In [1]:
%matplotlib inline
from JSAnimation import IPython_display
from matplotlib import animation
import matplotlib.pyplot as plt

import gym, pickle,os, policies,torch

In [2]:
def display_frames_as_gif(frames, name="untitled"):
    """
    Displays a list of frames as a gif, with controls
    """
    plt.figure(figsize=(frames[0].shape[1] / 72.0, frames[0].shape[0] / 72.0), dpi = 72)
    patch = plt.imshow(frames[0])
    plt.axis('off')

    def animate(i):
        patch.set_data(frames[i])

    anim = animation.FuncAnimation(plt.gcf(), animate, frames = len(frames), interval=50)
    anim.save("gifs/%s.gif"%(name), writer='imagemagick', fps=60)
    display(IPython_display.display_animation(anim, default_mode='loop'))


In [7]:
# Run a demo of the environment
def get_train_policy(path, env):
    constraints_p = [f for f in os.listdir(path) if ("constraints.p" in f) ]
    constraints = pickle.load(open(path+constraints_p[-1],'rb'))["constraints"]

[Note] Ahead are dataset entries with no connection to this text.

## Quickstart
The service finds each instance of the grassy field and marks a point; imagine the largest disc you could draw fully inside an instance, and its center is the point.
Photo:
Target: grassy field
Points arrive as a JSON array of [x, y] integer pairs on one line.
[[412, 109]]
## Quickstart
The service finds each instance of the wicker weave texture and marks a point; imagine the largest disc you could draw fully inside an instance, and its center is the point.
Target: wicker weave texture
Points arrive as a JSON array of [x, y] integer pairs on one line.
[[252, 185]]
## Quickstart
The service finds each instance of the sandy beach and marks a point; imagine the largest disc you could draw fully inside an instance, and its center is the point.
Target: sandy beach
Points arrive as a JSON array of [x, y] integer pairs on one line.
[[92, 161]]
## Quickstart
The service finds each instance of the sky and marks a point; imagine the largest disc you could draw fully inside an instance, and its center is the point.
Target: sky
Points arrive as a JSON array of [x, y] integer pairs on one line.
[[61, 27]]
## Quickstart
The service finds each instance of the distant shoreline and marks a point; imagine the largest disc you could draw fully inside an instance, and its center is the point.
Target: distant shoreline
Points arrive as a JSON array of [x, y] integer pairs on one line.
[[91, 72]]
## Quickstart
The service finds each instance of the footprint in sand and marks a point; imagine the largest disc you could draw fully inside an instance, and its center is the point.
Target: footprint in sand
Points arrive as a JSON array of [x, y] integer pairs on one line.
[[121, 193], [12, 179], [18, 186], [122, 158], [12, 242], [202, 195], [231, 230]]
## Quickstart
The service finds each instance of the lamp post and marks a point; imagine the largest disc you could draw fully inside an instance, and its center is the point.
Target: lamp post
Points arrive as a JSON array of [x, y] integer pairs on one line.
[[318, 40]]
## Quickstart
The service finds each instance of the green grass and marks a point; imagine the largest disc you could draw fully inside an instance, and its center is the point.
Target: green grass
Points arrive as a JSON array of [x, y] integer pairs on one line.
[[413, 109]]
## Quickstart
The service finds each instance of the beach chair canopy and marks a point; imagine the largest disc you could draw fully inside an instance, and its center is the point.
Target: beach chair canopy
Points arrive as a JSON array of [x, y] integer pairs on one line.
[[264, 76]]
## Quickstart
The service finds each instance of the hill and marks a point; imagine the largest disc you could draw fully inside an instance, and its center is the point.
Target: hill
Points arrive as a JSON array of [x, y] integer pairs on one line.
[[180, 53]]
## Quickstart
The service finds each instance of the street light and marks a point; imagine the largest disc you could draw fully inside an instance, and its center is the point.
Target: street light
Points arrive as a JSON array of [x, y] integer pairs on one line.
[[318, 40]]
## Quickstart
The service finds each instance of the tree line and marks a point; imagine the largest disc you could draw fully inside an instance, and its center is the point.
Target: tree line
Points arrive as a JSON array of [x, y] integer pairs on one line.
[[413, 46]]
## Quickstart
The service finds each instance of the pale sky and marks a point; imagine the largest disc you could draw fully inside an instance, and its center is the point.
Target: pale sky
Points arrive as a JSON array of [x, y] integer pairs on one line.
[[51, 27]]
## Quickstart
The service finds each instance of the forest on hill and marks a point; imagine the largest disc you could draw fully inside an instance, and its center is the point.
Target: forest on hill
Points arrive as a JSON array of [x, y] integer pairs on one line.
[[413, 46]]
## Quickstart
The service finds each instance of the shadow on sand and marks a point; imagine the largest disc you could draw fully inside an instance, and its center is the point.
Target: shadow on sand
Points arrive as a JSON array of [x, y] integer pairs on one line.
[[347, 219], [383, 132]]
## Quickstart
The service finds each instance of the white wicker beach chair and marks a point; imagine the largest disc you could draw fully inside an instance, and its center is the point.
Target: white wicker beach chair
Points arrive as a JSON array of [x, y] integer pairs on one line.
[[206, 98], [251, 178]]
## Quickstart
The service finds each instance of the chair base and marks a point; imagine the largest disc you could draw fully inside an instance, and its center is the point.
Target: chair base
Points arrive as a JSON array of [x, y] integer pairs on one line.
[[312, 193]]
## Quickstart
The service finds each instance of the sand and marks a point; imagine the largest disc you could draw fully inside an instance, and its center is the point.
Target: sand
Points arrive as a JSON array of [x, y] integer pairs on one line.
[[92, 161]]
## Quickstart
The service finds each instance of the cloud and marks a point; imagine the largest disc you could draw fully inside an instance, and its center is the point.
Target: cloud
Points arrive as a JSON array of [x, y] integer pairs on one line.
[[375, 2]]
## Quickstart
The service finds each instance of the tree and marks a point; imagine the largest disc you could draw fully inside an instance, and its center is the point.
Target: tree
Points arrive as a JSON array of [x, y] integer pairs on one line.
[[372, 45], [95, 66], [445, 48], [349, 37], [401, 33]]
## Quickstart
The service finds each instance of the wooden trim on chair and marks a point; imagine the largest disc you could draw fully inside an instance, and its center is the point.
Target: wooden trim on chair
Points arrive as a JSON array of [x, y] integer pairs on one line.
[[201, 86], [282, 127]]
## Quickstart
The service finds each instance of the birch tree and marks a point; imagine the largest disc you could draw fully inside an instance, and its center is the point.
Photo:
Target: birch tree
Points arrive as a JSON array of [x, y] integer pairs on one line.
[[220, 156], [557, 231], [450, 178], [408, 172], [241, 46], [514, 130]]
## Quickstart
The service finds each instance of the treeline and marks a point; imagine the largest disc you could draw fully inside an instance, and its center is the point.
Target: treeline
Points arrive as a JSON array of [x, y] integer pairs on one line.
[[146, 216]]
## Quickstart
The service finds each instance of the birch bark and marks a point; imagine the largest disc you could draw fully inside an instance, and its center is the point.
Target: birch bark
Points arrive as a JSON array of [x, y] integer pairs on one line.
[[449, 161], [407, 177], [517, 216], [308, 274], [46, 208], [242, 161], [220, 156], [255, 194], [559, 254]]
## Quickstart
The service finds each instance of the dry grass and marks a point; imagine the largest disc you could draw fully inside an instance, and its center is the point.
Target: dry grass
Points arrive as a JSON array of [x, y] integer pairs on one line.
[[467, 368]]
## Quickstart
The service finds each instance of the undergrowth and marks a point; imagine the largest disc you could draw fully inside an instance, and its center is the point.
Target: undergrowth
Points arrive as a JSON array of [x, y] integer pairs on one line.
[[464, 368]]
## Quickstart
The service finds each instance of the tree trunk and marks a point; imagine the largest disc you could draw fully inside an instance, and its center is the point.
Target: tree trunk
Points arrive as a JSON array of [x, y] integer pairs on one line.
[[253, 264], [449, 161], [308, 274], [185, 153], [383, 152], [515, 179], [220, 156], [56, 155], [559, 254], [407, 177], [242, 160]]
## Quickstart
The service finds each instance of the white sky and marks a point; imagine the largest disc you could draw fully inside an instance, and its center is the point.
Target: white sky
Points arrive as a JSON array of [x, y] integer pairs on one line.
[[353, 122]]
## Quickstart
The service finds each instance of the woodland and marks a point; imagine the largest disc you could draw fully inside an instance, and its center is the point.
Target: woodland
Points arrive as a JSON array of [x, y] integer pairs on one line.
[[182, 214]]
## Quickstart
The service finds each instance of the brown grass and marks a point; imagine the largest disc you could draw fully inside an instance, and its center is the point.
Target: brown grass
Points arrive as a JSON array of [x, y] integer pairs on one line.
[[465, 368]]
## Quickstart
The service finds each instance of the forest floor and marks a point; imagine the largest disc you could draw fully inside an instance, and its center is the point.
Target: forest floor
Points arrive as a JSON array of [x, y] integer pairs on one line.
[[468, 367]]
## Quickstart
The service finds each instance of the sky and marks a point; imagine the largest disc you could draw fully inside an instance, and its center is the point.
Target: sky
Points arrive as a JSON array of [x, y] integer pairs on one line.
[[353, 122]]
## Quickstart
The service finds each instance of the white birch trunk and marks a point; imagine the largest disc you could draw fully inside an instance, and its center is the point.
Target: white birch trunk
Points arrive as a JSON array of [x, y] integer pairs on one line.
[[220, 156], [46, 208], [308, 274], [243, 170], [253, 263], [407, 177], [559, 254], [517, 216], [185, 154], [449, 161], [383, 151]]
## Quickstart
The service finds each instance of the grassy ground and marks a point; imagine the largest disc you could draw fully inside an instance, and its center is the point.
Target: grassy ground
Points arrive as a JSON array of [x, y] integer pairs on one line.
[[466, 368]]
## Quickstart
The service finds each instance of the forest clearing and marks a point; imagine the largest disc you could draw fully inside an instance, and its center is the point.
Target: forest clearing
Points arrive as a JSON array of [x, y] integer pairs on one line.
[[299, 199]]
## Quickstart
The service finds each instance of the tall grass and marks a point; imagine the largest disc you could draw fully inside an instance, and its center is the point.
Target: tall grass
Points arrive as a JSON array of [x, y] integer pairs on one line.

    policy = policies.Policy_quad(env.observation_space.shape[0], env.action_space.shape[0])
    states, actions, rewards, info = zip(*constraints)
    policy.train(torch.tensor(states),torch.tensor(actions), epoch=500)
    return policy
    
def getframes(policy, env, steps=1000):
    observation = env.reset()
    cum_reward = 0
    frames = []
    for t in range(steps):
        # Render into buffer. 
        # You will still see the window.
        frames.append(env.render(mode = 'rgb_array'))
        obs =  torch.from_numpy(observation).unsqueeze(0).float()
        action = policy(obs).detach().numpy()
        observation, reward, done, info = env.step(action)
        if done:
            break
    return frames

In [None]:
path = "results/Hopper-v2/05_16_03_08/"
env = gym.make('Hopper-v2')
policy_1000 = get_train_policy(path,env)
frames_1000 = getframes(policy, env)
display_frames_as_gif(frames_1000)